Likely a variant of Svea, the old poetic name for Sweden, tied to the Norse people.
Sveya is an elaborated feminine form of Svea, the poetic personification of Sweden herself. The root derives from *Svear* — the ancient tribal name for the Norse people who inhabited the region around Lake Mälaren, the core territory from which Sweden as a political entity gradually coalesced during the early medieval period. The Old Norse form *Svíþjóð*, meaning roughly "the Swedish people," shares this ancestry, making Sveya a name that is, in the most literal sense, a nation given feminine form.
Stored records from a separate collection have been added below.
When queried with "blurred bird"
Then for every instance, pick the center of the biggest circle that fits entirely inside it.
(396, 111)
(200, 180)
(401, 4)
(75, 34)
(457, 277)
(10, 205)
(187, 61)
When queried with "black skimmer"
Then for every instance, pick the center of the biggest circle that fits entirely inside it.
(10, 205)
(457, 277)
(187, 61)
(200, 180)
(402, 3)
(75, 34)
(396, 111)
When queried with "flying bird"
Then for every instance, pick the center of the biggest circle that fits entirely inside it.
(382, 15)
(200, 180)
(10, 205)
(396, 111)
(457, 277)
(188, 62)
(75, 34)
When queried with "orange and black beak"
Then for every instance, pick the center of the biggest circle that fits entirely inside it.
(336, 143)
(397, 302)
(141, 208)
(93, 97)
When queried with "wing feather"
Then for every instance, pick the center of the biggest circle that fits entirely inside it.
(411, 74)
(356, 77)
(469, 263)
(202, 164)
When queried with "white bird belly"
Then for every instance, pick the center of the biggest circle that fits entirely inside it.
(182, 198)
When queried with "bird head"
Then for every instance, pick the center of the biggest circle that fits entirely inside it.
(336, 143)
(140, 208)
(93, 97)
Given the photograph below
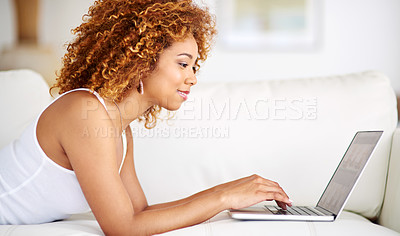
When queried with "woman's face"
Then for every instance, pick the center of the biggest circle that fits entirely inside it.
(169, 85)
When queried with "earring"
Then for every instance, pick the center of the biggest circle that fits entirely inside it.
(140, 89)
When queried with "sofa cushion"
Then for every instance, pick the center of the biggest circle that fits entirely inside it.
(24, 93)
(292, 131)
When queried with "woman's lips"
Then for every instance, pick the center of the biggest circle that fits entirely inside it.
(183, 94)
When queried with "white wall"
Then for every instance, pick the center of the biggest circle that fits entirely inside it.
(356, 35)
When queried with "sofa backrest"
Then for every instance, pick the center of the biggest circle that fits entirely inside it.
(23, 94)
(292, 131)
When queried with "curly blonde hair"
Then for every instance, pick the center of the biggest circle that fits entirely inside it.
(120, 41)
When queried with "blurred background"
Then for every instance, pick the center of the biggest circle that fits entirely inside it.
(258, 39)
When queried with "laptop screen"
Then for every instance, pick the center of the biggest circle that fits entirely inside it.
(348, 171)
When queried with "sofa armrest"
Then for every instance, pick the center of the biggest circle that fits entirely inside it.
(390, 215)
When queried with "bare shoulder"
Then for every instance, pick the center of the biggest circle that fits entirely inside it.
(79, 104)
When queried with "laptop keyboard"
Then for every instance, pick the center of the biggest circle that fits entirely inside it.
(293, 211)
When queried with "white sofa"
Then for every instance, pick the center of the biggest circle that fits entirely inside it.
(292, 131)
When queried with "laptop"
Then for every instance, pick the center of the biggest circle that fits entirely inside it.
(336, 193)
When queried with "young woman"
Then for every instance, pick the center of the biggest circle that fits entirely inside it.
(130, 59)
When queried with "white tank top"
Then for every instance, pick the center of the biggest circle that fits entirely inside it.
(33, 188)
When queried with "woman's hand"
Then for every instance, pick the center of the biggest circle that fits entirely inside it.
(251, 190)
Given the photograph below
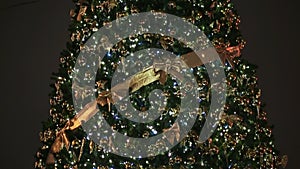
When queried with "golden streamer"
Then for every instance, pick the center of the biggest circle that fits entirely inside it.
(157, 72)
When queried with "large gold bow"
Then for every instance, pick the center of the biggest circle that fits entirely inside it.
(158, 71)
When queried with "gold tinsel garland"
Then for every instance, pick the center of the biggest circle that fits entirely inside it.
(143, 78)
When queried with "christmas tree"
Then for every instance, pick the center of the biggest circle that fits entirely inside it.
(241, 138)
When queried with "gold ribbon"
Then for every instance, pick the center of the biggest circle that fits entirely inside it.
(151, 74)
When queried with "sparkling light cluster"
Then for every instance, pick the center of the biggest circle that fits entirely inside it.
(243, 138)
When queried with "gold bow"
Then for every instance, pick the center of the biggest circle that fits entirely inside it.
(151, 74)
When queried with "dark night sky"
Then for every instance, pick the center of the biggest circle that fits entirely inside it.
(33, 36)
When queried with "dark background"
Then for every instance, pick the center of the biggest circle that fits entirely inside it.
(33, 35)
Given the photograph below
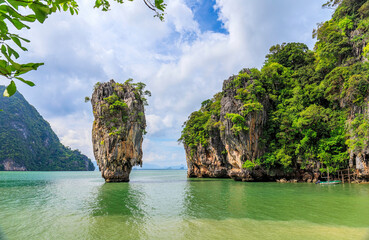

Svea as a figure appeared prominently in Swedish Romantic nationalism of the eighteenth and nineteenth centuries, depicted in paintings and sculpture as a stern, valkyric woman in armor — a motherland made flesh. Poets like Esaias Tegnér invoked her as a symbol of Nordic virtue and historical memory. The variant Sveya adds a softer, more lyrical ending — the *-ya* suffix giving it a warmth and modernity that the sturdier Svea sometimes lacks, bridging the archaic and the contemporary.
Today Sveya is rare even within Scandinavia, making it a genuine discovery for parents drawn to Nordic names but seeking something beyond the now-familiar Freya or Sigrid. It carries the full weight of Swedish cultural identity — Viking-age origins, Romantic-era reinvention, and a contemporary lightness — all in five letters. For families with Scandinavian heritage, it functions as a quiet act of remembrance; for those without, it is simply a beautiful sound with unexpectedly deep roots.